In spite of consumer inflation driven by rising oil and food prices, the Co-operative Bank will go ahead with its initial public offering (IPO) at the Nairobi Stock Exchange.

There are fears that the IPO will be undersubscribed. Investor disappointment caused by the near-fiasco of the Safaricom IPO earlier this year is still fresh, and could dampen demand for Co-op Bank shares.

The IPO’s lead sponsoring broker has warned against the venture at a time of worldwide economic uncertainty and inflation. Mr James Wanguyu of Standard Investment Bank was quoted last week as calling for the IPO to be postponed till next year. However, Mr Wanguyu has since changed his mind to support the IPO.

Acting Minister for Finance, John Michuki, has also dismissed calls for a postponement of the Co-op Bank IPO.

The Co-operative Bank of Kenya, Kenya’s fourth largest, hopes to raise Kshs10 billion (US$136,900,000). According to a press statement, the money will finance the bank’s mortgage products, information and communication technology infrastructure and expansion of the branch network.

Back in 2006 the KenGen IPO made history by attracting the largest number of individual investors ever seen in the history of the Nairobi Stock Exchange. Economic fundamentals were different back then, with 6% economic growth, a stable political environment, a boom in consumer spending and billions of shillings in remittances from the diaspora.

Today, consumers are hit by inflation rates of close to 30% due to rising prices for fuel, electricity and food. Post election violence after the December 2007 polls has greatly reduced confidence in the economy whose growth rate this year is expected to fall below 4% at best.

Hundreds of thousands of families, which had invested in previous IPOs, were rendered destitute in the violence as farms and property were looted. Political infighting within the ruling elite hasn’t done much to restore investor confidence in the Kenyan economy.

Gloomy economic forecasts have resulted in job cuts among Kenyan industries. Companies are complaining of reduced consumer demand coupled with higher energy prices. Cuts in electricity and water supplies have added to a worsening of the country’s economic situation.

Economic uncertainties, mostly in the United States, have greatly affected the flow of remittances by Kenyans living overseas. Quite a number of them have already lost their jobs. Unlike previous share offerings, Co-op Bank’s IPO is unlikely to attract much interest from the diaspora.

The fiasco that was the Safaricom IPO tarnished the reputation of the Nairobi Stock Exchange. Apparently, planners at the stock exchange, Capital Markets Authority and the Central Depository had greatly under-estimated the logistics of having so many shares introduced at once. Safaricom shares, by themselves, currently constitute almost a third of all shares at the Nairobi Stock Exchange.

To start with, few people got the actual shares they had applied for. Many ended up with so little that their allocations became meaningless as far as investment is concerned. Cash refunds took too long to process; in some cases individual investors waited months to get back their money. There were allegations that brokers were trading with the cash, hence delays with the refund cheques. It was further claimed that the Central Bank of Kenya issued instructions that refund money be released slowly in order to prevent a crash of the Kenyan currency.

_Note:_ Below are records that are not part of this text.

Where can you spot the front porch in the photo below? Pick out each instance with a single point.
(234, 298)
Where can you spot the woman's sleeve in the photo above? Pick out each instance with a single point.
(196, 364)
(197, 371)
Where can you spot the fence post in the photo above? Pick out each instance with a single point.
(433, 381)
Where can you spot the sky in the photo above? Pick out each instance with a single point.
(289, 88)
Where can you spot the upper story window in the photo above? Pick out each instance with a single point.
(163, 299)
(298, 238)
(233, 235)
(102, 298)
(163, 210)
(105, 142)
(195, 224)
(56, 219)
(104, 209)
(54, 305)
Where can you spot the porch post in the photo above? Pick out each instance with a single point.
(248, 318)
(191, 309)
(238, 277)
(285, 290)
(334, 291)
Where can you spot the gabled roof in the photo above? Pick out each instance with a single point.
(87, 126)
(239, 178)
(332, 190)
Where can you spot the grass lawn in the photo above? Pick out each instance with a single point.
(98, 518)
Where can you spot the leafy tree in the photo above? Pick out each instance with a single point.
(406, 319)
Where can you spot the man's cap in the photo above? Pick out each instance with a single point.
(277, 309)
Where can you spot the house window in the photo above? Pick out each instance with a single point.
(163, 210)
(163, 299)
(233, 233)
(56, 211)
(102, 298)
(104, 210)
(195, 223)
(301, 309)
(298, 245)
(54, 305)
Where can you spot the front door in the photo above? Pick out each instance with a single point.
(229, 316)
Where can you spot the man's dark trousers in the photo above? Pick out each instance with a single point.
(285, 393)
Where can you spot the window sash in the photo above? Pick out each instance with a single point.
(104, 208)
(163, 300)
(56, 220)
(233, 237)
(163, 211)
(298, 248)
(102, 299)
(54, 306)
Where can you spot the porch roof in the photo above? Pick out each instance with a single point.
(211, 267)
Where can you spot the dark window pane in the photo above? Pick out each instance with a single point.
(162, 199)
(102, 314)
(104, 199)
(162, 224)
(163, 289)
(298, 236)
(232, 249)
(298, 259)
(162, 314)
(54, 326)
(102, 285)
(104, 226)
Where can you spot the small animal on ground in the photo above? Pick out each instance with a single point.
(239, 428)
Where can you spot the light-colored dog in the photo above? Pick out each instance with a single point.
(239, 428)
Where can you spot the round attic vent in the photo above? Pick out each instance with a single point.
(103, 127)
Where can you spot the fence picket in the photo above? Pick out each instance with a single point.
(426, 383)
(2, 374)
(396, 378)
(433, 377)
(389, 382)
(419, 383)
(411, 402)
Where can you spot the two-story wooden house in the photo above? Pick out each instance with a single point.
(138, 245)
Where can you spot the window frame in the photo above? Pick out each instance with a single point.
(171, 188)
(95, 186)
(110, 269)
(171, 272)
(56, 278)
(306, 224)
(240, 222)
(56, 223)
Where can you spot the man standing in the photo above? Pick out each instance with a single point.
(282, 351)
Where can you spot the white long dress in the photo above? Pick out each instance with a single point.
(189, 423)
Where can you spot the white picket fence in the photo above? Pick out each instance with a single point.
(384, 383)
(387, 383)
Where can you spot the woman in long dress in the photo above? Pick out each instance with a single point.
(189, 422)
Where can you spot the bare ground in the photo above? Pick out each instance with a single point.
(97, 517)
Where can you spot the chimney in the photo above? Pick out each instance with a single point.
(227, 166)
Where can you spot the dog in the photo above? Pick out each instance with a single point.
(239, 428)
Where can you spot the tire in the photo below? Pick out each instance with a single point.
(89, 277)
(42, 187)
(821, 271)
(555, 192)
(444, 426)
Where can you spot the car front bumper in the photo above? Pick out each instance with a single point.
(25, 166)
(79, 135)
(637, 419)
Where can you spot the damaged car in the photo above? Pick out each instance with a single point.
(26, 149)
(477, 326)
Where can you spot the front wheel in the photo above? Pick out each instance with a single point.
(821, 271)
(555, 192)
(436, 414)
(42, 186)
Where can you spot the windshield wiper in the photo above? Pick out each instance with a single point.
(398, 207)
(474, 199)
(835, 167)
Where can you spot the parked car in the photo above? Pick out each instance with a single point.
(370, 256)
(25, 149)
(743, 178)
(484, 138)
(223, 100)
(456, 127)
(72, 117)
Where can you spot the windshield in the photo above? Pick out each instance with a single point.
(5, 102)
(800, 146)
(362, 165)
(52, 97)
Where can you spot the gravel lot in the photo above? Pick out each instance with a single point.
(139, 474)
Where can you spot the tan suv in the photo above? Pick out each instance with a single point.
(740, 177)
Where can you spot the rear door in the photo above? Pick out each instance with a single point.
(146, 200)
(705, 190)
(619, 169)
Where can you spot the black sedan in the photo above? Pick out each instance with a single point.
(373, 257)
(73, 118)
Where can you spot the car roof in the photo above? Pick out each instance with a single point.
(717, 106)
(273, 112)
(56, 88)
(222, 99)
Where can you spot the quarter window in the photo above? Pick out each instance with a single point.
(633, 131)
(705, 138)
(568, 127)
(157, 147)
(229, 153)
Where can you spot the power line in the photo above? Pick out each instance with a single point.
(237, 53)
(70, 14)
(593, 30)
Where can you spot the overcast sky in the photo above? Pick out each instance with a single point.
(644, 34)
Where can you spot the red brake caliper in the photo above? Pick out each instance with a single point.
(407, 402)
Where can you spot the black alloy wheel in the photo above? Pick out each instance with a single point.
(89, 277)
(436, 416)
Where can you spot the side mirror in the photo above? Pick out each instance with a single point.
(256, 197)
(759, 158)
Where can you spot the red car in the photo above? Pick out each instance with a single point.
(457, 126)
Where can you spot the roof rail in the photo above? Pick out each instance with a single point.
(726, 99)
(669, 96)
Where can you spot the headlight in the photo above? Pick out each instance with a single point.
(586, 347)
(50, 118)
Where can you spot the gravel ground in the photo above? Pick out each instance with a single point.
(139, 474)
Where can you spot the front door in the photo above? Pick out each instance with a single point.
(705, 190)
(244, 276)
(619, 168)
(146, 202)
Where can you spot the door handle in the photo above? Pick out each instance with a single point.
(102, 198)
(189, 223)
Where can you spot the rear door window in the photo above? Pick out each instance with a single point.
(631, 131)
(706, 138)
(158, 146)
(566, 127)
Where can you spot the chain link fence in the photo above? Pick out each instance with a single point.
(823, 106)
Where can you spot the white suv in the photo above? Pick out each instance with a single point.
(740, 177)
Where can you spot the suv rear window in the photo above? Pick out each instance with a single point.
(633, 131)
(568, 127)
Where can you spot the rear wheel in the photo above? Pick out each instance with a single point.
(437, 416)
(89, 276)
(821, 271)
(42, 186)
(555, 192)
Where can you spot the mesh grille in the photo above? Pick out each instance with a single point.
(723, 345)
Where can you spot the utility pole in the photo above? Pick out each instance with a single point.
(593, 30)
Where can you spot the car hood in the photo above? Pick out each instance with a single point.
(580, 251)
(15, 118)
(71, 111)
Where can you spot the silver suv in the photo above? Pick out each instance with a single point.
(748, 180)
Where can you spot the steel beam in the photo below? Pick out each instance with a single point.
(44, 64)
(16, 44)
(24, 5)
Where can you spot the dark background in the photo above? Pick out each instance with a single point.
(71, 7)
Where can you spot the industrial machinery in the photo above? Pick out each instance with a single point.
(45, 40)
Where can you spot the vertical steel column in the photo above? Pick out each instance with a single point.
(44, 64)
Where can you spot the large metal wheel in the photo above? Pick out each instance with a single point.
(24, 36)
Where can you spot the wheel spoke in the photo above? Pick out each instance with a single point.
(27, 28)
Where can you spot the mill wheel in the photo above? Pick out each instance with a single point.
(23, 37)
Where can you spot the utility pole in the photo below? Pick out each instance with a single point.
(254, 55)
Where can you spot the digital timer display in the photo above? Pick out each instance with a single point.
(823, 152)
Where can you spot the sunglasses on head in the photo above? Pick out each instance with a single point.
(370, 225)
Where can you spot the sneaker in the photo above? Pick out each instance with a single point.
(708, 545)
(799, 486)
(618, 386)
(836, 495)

And because of the huge number of Safaricom shares, the share price did not shoot up as expected. Indeed, Safaricom shares are currently trading more or less around the IPO price of Kshs5 (US$0.068) a share. The result has been tangible disillusionment among the mass of retail investors.

Co-op bank hopes that its improved performance after a loss-making streak will attract ordinary Kenyans. Furthermore, Co-op is placing huge bets on an enthusiastic response from the co-operative society sector, which is the bank’s core business. Co-op says it has put in place an automated IPO processing infrastructure that will enable it make refunds within a short time.

Co-operative Bank made a profit of Kshs1.7 billion (US$23 million) for the last financial year ending 30th June 2008 and has a target of Shs3.3 billion ($45 million) for the current year.